The hue and cry from Coloradans over Lamborn's lame error has been so sharp -- from all corners -- that Lamborn has made an immediate though transparently lame correction. He has said he didn't know that NREL was funded by the EERE department of DOE. D'oh!

Well he can run, but he cannot hide; the Pentagon, which rules the military chunk of his district, has announced its intention to reorder its operations with goals and protocols to get away from the use of oil in a plan called Operational Energy Strategy. Research from Pike Research has drilled down in this development, finding that "officials up and down the chain of command at DoD have been forthcoming about the need for the U.S. military to transition out of oil and into safer and more readily available forms of energy," according to Reuters.

The military's need for renewable power is clear -- it's to push back on oil dependency for distant bases where transporting oil is a distinct killer of troops. Such oil costs from $20 to $1000 per gallon and comprises between 30-80 percent of every convoy's load.

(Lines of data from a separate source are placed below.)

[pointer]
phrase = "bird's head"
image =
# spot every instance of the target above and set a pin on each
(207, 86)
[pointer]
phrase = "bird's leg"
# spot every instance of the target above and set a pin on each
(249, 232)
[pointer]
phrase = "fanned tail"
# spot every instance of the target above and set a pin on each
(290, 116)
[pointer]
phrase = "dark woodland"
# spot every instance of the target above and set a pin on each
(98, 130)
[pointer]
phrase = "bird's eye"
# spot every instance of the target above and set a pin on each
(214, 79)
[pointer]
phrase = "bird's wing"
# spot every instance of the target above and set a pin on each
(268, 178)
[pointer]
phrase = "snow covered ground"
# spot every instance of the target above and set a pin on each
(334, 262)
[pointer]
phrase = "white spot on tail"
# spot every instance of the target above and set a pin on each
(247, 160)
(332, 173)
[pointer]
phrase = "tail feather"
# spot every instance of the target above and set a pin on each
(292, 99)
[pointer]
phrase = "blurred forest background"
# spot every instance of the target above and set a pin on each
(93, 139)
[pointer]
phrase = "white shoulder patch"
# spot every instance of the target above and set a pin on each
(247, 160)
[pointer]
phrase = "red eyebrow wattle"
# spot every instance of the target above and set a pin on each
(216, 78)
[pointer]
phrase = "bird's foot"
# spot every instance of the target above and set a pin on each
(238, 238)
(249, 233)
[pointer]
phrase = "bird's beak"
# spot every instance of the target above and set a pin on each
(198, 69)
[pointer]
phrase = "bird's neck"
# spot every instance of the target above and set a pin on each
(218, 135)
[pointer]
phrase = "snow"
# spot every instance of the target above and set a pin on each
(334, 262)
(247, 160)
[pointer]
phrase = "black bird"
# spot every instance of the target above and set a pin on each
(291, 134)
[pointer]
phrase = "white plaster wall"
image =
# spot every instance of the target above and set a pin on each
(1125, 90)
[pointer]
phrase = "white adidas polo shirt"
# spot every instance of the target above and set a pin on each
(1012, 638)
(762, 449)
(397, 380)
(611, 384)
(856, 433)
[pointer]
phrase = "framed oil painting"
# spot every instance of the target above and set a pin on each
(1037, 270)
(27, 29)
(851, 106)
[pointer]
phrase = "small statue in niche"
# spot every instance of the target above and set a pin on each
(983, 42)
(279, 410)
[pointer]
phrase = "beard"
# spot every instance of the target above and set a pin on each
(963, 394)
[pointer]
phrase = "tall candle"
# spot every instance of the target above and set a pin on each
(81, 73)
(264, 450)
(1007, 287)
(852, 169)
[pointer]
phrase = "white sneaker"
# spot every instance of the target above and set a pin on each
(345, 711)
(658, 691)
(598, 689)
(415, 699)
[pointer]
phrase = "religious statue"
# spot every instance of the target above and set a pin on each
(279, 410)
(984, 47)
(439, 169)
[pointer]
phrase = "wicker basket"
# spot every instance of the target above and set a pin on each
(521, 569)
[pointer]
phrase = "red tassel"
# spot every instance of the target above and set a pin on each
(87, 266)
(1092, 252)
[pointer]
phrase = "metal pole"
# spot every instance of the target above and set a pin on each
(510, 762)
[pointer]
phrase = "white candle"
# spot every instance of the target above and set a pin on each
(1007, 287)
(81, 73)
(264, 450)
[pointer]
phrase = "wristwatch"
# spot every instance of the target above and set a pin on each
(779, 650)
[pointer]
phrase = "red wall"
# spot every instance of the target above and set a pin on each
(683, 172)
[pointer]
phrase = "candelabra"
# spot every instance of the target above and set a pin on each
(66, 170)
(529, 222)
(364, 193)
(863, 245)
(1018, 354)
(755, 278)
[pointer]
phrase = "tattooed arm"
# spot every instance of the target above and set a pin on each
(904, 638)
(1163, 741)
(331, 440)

On another economic note, thanks to Republican disdain for investing in renewable and efficient technologies through consistent policy such as a national renewable energy standard, or a ten or twenty-year production tax credit, US competitiveness is losing out. Governments of Europe, Asia and Latin America have supported this sector and are now exporting their goods and expertise into the States.

Lanborn has spoken of renewable energy research needing to stand on its own two feet, but big oil can still lean heavily like a drunken lover. His twisted position that's right in keeping with his party's is more embarrassing than Anthony Weiner's -- with the added effect of being outright dangerous. It's time we use words like anti-American.

A version of this column appeared in the Boulder Daily Camera.